Contrast ‘in one picture’ – rounded/diagonal

This has always been one of my favorite shots, taken at the Eden Project.  It is part of an intricate fence of various geometrical shapes and here we have the contrast of rounded and diagonal provided by the clever weaving of the rope on the frame.  When I took this picture it was more about framing the scene through the fence but I think it works equally well for this exercise.

As I stated at the beginning, I saw this assignment as the drawing together of all the lessons thus far as well as exploring the theory of contrasts.  In that respect I found it quite a challenge as it was too easy to get wrapped up in the task of identifying the contrasts and how to get the message across and this was sometimes at the expense of some of the learnings from the exercises.  This has brought home, once again, the need to stop and think about all the elements of constructing that ‘killer’ photograph.  Also, taking so many shots of various contrasts resulted in a lengthy down selection process with much back and forth before taking the decision to reject a set of images.  For some of the landscape shots the light was not at its best and I should have planned when to take them (golden hour springs to mind); it is now very evident why you often read that top landscape photographers visit a place many times before committing.  I am happy with my decision to seek contrasting images from the same family of subjects; that said, I think using a theme would also be interesting in that it would be telling a story.

Reference List

Concise Oxford English Dictionary. 2004. 11th ed. Oxford. Oxford University Press.

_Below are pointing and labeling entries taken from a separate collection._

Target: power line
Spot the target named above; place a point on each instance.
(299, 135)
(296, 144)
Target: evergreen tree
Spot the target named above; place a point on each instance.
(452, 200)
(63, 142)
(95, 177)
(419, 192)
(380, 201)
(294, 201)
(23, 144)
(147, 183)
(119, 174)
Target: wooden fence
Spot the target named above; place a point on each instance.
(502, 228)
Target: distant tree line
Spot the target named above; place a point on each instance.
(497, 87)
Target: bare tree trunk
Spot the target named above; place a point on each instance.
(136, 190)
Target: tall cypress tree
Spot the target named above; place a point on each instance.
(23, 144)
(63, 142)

Freeman, M. 2007. The photographer’s eye: composition and design for better digital photos. Lewes. The Ilex Press Limited.

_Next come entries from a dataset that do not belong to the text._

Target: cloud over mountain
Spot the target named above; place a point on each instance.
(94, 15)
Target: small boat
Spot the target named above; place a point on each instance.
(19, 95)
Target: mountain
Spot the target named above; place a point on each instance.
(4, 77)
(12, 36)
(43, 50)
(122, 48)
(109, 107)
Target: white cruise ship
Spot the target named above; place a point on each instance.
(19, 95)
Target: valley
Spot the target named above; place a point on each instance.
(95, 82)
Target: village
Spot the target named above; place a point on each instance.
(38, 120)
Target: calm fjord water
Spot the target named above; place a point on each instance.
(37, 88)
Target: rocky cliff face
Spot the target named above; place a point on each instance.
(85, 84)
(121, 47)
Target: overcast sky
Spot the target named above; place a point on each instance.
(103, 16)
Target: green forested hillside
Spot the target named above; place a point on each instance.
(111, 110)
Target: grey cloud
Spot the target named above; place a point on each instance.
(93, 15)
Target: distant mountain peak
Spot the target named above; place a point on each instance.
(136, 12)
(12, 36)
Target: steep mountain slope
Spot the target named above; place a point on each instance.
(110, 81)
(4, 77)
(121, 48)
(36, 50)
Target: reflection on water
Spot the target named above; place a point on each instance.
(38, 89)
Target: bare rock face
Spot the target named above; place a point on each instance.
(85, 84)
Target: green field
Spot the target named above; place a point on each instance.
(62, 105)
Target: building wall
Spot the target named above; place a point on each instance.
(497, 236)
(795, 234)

Prakel, D. 2012. 2nd ed. Basics photography 01: composition. Lausanne. AVAPublishing SA.


Demonstration of Technical and Visual Skills.  I believe my technical skills are improving although there is still much that has yet to become second nature.  As such, some of the photographs are perhaps lacking in quality as I concentrate on one or two particular aspects at the expense of others.  In some areas this may be explained by a developing knowledge of the functionality of my camera and my overall workflow, including the use of Adobe Lightroom.  In terms of demonstration of visual skills, I think the majority of photographs show an ability to compose a scene, building on the exercises leading up to the assignment.

Quality of Outcome.  I think both the photographs and the narratives demonstrate an application of knowledge gained thus far and I have presented it in a coherent manner allowing the reader to easily navigate to the various sections. On reflection, in one or two cases perhaps the photographs do not conveying my thoughts as clearly as I had wished, specifically, rounded/diagonal and I should have been more self critical at the time of selecting the shot.  In the majority, though, I believe I have put my message across clearly.

Demonstration of Creativity.  Creativity has been an issue on my mind throughout.  I think it is evident that there are degrees of creativity in this assignment, in some areas I have gone for the obvious (Long/short) but I hope I have shown an ability to explore the boundaries elsewhere (Hard\soft, sweet/sour) both in terms of the subject matter and new techniques.  In putting this together I have told it as I see it, it is for others to decide if I am developing a personal voice.

Context.  An area for improvement is research.  There is perhaps a lack of evidence of wide research reflected by my reference list and I need to read more widely and get myself to some exhibitions/galleries.  However, I believe my learning log indicates critical thinking and the application of the discipline of reflection.  I look forward to my tutor feedback which I feel very much in need of at this juncture.